Other means of getting around involve car rental shops (there are so many of these that you can hardly miss them), buses, trains and even boats. If, however, you wish to go eco-friendly, we are happy to tell you that the city is completely walkable and riddled with bicycle lanes. If you do not have huge bags, we recommend that you take advantage of the local fresh air and hike (wink).
SIGHTS AND ACTIVITIES:
We have probably all heard about how important the Celtic culture has had over the Irish people and for this particular reason, you should go and visit the Ulster Museum. Boasting with a collection that spans over 9,000 years and with a floor space of 8,000 square metres, it is one of the most exquisite museums of archaeology, ethnology, fine art and applied art in Northern Ireland. Other areas covered to some degree include botany, zoology, numismatics and local history. A major constituent of the National Museums Northern Ireland, the establishment was founded in 1821 as the Belfast Natural History Society only to be moved to its current location (Stranmillis) in 1929. Oh, and do not forget to check out the eye-popping artefact collection pertaining to the Spanish Armada.
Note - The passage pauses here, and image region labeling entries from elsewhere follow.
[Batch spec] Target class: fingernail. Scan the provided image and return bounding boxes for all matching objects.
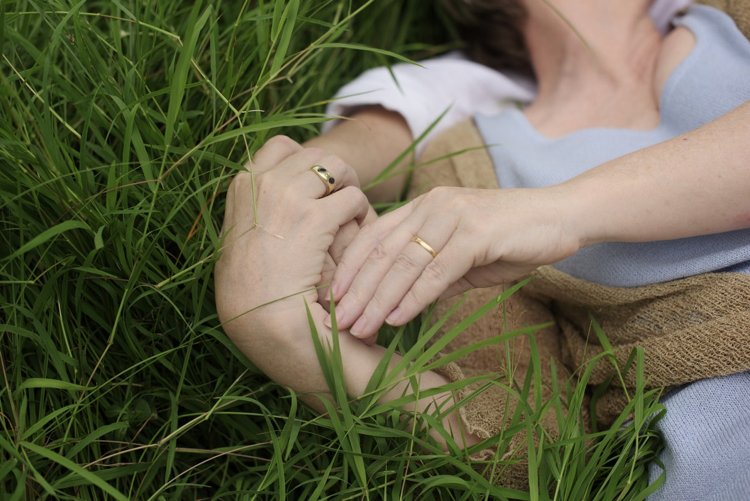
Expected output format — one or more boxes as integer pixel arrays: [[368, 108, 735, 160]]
[[349, 317, 366, 337], [385, 307, 401, 325], [331, 281, 341, 301]]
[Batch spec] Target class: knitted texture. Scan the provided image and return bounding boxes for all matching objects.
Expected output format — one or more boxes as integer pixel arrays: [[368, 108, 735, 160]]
[[410, 117, 750, 488]]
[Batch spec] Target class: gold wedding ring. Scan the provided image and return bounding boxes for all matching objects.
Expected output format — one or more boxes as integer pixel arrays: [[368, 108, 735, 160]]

Next up, you should visit the Botanic Gardens located on Stranmillis Road in Queen’s Quarter. Occupying an area of 110,000 square metres, it was opened in 1828 as the Royal Belfast Botanical Gardens. The Ulster Museum is located right at the entrance, so there’s an extra reason for you to visit both of them. Also at the entrance, you can also find a statue of the famous Belfast-born physicist, William Thomson, 1st Baron Kelvin. If you are into the warmer climates of the world, you are most certainly going to enjoy the Palm House with its exotic flora.
After being done with the cultural establishments of the city, it is time to hit the Golden Mile – the stretch of the Dublin Road between the City Hall (a must-see) and the university area. Dear readers, this is the place where over 80% of the bars, cinemas, restaurants and clubs are located within the bounds of the city centre. Two other major attractions of Belfast can be found there: the Crown Liquor Saloon and the Grand Opera House (we recommend that you check them both out). If you long to experience a truly Irish fun-area, this would be the place to go to!
It is not only the Troubles and Game of Thrones that make Belfast intriguing for its exquisite bars and cultural establishments also put it on the world map. Prices do tend to be a bit high if you are not prepared well enough so make sure you have a few hundreds of pounds with you before travelling there. Safe journeys!